# InputStream öfters nutzen



## WeirdAl (15. Okt 2007)

Hallo,
ich muss im Rahmen eines Servlets den request.inputStream mehrfach auslesen. Muss ich mit mark() und reset() arbeiten oder kann ich einen InputStream erzeugen, der nach dem auslesen des Streams automatisch an den Anfang wieder zurück springt?


----------



## thE_29 (15. Okt 2007)

Guck dir mal die RandomAccessFile Klasse an!
Da kannst auch hin und herspringen!


----------



## Marco13 (15. Okt 2007)

Man könnte zwar einen InputStream implementieren, der das gewünschte Verhalten aufweist, aber letztendlich wäre das entweder schrecklich aufwändig, oder würde auch wieder auf mark&reset zurückgreifen. (D.h man könnte einen InputStream implementieren, der alle methoden an den darunterliegenden InputStream weiterreichst (d.h. an den, den du jetzt verwendest) und "selbstständig" das mark&reset ausführt, wenn er am Anfang bzw.

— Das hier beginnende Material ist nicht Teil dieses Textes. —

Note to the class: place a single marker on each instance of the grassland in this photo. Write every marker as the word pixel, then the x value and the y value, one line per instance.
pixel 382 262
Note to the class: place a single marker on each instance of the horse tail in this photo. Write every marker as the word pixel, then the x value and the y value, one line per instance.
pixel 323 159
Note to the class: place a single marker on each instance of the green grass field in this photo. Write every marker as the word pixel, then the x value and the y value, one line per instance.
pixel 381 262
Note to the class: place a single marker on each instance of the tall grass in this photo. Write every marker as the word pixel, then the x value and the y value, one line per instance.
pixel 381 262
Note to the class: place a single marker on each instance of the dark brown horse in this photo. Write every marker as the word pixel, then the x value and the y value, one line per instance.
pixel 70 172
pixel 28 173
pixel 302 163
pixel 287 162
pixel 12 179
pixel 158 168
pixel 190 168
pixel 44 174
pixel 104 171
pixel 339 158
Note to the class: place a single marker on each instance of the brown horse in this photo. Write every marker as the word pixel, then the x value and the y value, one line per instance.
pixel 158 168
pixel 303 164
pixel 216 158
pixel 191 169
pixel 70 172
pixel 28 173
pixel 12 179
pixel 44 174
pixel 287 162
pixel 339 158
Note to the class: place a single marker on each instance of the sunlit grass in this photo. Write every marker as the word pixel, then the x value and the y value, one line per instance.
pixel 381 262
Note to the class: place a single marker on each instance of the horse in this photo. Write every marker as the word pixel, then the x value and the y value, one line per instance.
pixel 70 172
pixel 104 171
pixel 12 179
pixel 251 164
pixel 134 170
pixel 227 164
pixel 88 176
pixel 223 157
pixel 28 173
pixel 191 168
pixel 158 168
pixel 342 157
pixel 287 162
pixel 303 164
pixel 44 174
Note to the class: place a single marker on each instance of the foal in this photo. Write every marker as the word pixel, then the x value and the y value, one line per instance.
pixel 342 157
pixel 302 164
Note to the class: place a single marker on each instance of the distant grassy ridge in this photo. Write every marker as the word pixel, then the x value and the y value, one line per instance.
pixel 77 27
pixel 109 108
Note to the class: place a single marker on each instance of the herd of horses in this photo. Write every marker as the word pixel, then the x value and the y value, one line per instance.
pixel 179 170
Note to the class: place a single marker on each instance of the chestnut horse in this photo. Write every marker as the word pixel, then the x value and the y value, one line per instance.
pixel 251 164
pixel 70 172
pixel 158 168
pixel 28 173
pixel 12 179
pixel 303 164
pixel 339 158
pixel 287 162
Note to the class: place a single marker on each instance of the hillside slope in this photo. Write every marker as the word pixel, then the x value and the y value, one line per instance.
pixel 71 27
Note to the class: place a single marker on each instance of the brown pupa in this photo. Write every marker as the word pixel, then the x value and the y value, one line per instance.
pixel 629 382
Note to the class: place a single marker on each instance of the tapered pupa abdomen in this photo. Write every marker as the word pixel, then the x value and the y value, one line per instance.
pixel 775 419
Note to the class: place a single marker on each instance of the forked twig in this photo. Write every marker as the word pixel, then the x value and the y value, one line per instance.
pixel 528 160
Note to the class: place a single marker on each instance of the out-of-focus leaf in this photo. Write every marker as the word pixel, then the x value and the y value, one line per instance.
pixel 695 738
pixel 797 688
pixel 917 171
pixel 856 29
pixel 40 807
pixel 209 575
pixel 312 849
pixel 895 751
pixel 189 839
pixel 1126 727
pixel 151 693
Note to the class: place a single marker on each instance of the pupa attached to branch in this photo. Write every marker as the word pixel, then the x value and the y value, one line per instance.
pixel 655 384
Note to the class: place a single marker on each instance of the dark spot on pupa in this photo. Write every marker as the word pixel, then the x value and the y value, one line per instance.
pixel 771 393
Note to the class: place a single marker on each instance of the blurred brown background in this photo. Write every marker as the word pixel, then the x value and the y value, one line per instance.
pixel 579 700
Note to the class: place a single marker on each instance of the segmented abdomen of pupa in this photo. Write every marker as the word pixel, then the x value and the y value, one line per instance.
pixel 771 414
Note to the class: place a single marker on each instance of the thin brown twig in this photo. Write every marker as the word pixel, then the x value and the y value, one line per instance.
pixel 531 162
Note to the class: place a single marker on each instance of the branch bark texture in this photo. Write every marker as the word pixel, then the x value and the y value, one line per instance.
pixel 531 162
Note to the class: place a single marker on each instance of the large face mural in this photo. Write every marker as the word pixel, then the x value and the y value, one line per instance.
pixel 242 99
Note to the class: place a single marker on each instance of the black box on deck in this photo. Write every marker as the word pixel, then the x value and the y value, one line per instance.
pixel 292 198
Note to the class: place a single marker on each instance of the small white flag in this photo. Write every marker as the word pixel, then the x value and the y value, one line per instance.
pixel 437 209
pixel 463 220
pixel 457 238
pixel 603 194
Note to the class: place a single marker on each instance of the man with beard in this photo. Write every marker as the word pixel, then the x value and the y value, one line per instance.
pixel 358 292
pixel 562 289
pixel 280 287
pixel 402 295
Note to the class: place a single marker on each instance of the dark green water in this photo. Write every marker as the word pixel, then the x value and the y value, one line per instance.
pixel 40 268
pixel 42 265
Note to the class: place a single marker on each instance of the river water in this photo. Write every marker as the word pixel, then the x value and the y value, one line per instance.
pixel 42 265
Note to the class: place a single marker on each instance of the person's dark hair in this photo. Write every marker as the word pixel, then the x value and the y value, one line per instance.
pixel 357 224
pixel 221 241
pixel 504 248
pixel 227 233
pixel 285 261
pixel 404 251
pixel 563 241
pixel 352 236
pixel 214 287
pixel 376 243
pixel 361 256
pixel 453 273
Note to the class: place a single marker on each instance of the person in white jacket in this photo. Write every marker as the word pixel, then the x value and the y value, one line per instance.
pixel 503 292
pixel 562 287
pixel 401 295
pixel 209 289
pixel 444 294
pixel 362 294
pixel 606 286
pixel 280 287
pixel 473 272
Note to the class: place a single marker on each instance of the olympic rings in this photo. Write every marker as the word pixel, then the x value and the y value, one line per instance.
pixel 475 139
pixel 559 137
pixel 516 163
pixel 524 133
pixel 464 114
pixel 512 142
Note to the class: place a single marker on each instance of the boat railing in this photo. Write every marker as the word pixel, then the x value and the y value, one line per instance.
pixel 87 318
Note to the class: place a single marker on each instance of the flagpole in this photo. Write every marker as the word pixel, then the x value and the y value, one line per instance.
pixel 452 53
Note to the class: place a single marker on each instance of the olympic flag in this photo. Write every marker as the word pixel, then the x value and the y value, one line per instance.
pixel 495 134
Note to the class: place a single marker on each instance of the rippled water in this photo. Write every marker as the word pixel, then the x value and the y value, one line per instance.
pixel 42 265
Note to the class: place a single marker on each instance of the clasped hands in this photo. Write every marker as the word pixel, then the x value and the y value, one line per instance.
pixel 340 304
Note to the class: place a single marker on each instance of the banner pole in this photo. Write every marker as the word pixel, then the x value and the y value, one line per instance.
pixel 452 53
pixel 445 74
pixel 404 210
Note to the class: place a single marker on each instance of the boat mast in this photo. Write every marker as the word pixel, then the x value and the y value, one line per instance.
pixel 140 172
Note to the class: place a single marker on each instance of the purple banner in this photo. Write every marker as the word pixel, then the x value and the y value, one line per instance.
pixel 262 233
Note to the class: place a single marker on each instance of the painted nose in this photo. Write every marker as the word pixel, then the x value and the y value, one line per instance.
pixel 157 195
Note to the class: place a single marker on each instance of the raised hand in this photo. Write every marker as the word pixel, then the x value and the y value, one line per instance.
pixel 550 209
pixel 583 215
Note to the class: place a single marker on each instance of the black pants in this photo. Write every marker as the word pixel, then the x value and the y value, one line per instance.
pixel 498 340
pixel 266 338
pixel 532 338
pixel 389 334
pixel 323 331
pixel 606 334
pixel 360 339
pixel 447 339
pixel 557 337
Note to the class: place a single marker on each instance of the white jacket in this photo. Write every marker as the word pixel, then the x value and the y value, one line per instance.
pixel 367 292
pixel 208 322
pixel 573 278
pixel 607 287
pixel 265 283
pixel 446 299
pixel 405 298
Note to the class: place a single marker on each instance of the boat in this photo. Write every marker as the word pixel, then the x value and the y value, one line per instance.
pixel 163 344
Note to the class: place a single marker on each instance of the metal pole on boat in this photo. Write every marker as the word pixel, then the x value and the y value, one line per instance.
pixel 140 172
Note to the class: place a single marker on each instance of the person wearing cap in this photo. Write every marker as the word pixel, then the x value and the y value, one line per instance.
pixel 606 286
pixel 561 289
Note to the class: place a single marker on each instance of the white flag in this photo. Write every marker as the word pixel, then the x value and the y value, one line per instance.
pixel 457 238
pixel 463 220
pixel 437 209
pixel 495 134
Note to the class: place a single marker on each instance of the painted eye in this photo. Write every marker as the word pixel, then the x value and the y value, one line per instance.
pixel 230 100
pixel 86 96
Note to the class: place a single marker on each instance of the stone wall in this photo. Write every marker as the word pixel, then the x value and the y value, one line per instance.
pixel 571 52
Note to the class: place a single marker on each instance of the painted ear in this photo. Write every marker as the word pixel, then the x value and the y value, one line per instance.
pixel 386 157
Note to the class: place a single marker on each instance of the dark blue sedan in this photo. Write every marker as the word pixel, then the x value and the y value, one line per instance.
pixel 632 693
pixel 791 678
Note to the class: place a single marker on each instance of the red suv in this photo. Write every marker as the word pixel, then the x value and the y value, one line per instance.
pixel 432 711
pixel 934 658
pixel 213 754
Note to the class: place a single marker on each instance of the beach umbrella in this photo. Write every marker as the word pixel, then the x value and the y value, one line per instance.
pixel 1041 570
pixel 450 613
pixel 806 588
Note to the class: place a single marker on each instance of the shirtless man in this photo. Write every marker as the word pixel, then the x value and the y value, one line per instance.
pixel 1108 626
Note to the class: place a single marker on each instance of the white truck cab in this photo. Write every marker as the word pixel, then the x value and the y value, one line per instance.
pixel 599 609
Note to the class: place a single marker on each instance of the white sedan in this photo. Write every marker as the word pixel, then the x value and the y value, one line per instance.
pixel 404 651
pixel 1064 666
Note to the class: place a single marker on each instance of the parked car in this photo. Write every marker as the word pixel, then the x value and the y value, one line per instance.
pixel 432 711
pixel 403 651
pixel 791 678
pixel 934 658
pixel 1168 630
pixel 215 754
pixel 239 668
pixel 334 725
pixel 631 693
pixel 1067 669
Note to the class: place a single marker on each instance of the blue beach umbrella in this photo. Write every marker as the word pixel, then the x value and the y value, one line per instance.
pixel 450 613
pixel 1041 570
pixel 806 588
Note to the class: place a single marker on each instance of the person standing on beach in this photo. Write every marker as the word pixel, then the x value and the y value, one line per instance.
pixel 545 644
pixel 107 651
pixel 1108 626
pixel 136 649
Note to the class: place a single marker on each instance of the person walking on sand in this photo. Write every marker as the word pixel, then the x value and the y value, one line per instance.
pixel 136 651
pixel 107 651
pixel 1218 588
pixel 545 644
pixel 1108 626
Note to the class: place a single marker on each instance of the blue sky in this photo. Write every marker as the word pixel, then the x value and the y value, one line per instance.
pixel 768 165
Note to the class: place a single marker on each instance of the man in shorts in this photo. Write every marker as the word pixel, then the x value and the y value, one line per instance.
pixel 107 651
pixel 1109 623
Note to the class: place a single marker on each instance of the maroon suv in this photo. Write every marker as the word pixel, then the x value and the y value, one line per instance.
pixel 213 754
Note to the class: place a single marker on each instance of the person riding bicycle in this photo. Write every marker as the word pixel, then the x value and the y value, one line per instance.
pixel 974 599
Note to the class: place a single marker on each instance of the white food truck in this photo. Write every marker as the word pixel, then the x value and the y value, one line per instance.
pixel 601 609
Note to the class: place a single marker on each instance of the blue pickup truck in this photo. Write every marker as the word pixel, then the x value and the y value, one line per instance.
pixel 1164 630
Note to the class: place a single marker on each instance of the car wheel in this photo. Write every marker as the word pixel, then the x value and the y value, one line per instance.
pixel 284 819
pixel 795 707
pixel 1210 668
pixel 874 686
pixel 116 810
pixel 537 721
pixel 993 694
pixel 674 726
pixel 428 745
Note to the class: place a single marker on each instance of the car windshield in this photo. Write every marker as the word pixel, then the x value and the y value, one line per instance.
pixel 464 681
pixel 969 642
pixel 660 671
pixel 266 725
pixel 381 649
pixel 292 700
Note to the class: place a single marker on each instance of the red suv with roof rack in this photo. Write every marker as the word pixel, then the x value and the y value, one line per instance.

Ende angekommen ist...


----------



## mikachu (16. Okt 2007)

oder lies den gesamten content des intputstreams in einen bytearray ein, und öffne dann auf diesen immer wieder einen neuen stream zum lesen


----------



## WeirdAl (16. Okt 2007)

Danke für die Tipps. Ich habe es mit dem letzten Tipp versucht, jedoch bekomme ich Probleme bei größeren Streams. Zur Zeit sieht der Code zum "umkopieren" folgendermaßen aus:


```
byte[] inByte = new byte[request.getContentLength()];
		InputStream sin = request.getInputStream();
		sin.read(inByte);
```

Bei kleinen XML Dateien (das sind die Streams) klappt dies sehr gut. Sobald es sich jedoch um eine große Datei handelt, steht ab einer bestimmten Position nur noch Müll im byte Array:


```
</material>
		<material number="000000000000015011">
			<ean11>000000000 <- ab hier nur noch ewig viele "Vierecke" ......
```

Habt Ihr eine Idee wo dran dies liegen könnte?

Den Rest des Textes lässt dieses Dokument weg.